J'étais donc intéressée par une analyse critique de cette proposition. le tirage au sort dans Masse critique m'a permis de recevoir le livre de Thibaud Collin.

Je n'avais jamais entendu parler des Editions Salvator (« sauveur »). Il s'agit d'une maison d'édition religieuse fondée en 1924, qui publie entre autres des ouvrages d'obédience chrétienne sur les grands sujets de société d'aujourd'hui.

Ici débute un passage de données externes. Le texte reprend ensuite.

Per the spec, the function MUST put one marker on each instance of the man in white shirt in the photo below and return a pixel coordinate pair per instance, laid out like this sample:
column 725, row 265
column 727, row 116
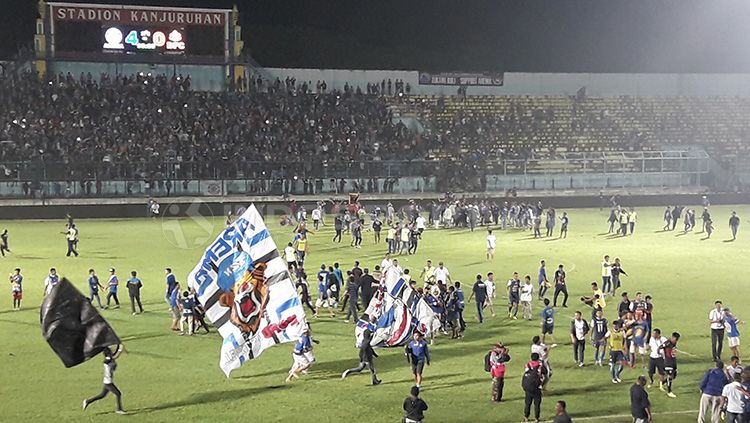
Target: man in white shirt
column 732, row 399
column 656, row 358
column 491, row 289
column 578, row 330
column 386, row 263
column 442, row 274
column 716, row 317
column 420, row 221
column 290, row 255
column 527, row 290
column 540, row 348
column 607, row 276
column 491, row 243
column 316, row 215
column 428, row 274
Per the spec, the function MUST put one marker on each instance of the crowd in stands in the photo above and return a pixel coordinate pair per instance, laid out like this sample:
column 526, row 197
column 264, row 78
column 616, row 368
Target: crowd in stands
column 149, row 119
column 142, row 121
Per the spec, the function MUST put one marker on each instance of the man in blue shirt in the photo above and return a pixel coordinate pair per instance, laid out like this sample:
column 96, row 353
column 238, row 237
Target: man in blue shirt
column 134, row 290
column 171, row 282
column 112, row 284
column 186, row 305
column 733, row 333
column 417, row 354
column 460, row 305
column 303, row 354
column 479, row 290
column 94, row 287
column 711, row 387
column 542, row 280
column 174, row 306
column 548, row 322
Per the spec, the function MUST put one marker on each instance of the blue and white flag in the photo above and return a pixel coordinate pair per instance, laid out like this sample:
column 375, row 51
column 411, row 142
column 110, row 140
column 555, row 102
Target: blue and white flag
column 395, row 313
column 247, row 291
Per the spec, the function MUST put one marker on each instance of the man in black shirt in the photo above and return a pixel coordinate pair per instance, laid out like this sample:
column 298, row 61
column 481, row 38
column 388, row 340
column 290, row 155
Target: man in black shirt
column 560, row 287
column 365, row 287
column 4, row 242
column 377, row 225
column 734, row 225
column 414, row 407
column 366, row 359
column 624, row 306
column 561, row 415
column 338, row 225
column 640, row 406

Le thème est plutôt bien posé dans le premier chapitre, qui analyse le discours de V. Peillon et en révèle les ambiguïtés, dont la principale est une prétendue intention de donner à chacun les moyens de penser par lui-même, alliée à la volonté d'inculquer des valeurs décrétées comme justes et bonnes. (M. Peillon parle même de « redressement intellectuel et moral », on imagine le tollé si une telle expression avait été employée dans un autre camp, je ferme la parenthèse). Or, selon T. Collin, « pour inculquer des notions, il faut les croire justes et se sentir dépositaires d'une autorité légitimant un telle transmission ». Se pose donc le problème de savoir selon quels critères il convient de diviser les valeurs en bonnes et en mauvaises, et quelle instance est autorisée à poser un tel arbitrage. T. Collin demande : « Ces bonnes valeurs pourraient-elles alors être comparées à des dogmes ? »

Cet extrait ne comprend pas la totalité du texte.